The presence of additional resonances in the aromatic region (7.0–7.5 ppm) in only 35 tissue specimens of CTBL cases could not be ascertained. A representative stack plot of twenty spectra demonstrating the presence of additional resonances in the aromatic region is shown in Supplementary figure S3. The possibility of the presence of discrete form of phenolic glycolipids (PGL), an integral membrane structure component of Mtb cannot be ruled out (Subramanian et al. 2008).

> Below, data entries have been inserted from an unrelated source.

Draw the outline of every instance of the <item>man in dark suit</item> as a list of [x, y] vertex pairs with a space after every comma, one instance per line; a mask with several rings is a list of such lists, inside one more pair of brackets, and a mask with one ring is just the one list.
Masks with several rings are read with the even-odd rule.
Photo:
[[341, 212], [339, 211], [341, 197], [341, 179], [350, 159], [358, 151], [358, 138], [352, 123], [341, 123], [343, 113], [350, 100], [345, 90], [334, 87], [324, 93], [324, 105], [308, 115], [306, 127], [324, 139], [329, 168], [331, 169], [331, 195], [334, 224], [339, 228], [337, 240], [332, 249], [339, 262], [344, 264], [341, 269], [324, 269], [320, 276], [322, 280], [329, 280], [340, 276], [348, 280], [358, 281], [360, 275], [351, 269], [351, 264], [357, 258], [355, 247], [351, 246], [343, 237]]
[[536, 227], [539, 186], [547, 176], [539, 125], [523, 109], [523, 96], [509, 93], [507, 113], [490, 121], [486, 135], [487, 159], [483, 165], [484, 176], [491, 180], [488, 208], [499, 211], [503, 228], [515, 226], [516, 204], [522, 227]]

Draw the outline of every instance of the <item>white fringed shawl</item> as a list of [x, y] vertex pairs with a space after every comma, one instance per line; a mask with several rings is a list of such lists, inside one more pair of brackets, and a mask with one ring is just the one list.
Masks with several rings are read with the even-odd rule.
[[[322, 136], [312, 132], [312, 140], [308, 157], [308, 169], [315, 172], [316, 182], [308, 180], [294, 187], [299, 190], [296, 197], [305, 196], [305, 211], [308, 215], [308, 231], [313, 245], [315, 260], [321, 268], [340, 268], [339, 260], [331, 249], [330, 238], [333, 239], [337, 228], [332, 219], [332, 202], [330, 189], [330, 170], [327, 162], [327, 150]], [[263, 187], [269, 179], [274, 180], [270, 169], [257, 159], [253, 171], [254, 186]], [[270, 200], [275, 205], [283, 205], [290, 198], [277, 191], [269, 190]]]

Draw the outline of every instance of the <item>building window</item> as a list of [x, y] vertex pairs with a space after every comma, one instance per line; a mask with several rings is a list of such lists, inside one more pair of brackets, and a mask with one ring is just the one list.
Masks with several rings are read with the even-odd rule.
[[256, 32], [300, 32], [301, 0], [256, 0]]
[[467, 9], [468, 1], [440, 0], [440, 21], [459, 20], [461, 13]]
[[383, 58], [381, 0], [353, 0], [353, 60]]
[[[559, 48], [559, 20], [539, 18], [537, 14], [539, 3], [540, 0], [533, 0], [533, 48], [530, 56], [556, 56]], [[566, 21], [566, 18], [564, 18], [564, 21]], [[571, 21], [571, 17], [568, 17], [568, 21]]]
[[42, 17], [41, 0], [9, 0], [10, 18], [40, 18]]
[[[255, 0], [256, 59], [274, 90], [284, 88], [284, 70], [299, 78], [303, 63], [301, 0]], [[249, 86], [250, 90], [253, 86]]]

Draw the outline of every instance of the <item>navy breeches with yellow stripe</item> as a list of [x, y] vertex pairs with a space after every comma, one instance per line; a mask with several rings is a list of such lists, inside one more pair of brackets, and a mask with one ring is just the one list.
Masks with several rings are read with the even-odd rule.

The possible presence of PGL needs to be ascertained because this may provide a correlation with duration and/or the intensity of the Mtb infection.

The results of multivariate statistical analyses provide a lead in the identification of CTBL samples non-invasively. The score plot and loading plots in PCA, as discussed above, clearly differentiate between the metabolic profile of the two mentioned classes, and PLS-DA allowed a precise prediction of the dataset. The value for R 2 for the PLS-DA model, as shown in Fig. 3, was found to be very close to 1 (~0.95), which indicates that the present model is quite robust with least overfitting and having a Q 2 of 92 % predictive ability. The R 2 value for the training set was ~0.93 with Q 2~0.88. In order to reinstate the robustness and the predictive ability of the PLS-DA model, the test set was predicted for classification. The prediction table in Fig. 4 clearly segregates the CTBL samples from those of NSCLA, and all the samples were found to be predicted correctly when compared with their corresponding histopathological results. Thus the PLS-DA model generated in the present study had correctly classified and predicted the samples for CTBL (n = 72) and NSCLA (n = 37) with >98 % of correct classification and ~100 % predictive accuracy. Further, to probe the discriminating ability of PLS-DA model, ROC curve showed AUC value of 0.962, which further validated the discrimination of CTBL class from NSCLA cases.

5 Conclusion

HR-MAS NMR spectroscopy is good option for evaluating the metabolic profile of tubercular lymph node tissues and their differential diagnosis. We believe that HR-MAS NMR spectroscopy may be used as an efficient and alternative diagnostic method for initiating anti-tubercular treatment in patients suffering from cervical TB lymphadenitis. However, a large sample size is required which is mandatory for such an endeavor for categorizing the extent of associated pathology in Mtb infected cervical lymph nodes. The above mentioned biomarkers, mainly Tau, m-Ins and choline containing compounds, may further be explored using in vivo single-voxel MR spectroscopy non-invasively for differentiating cervical TB.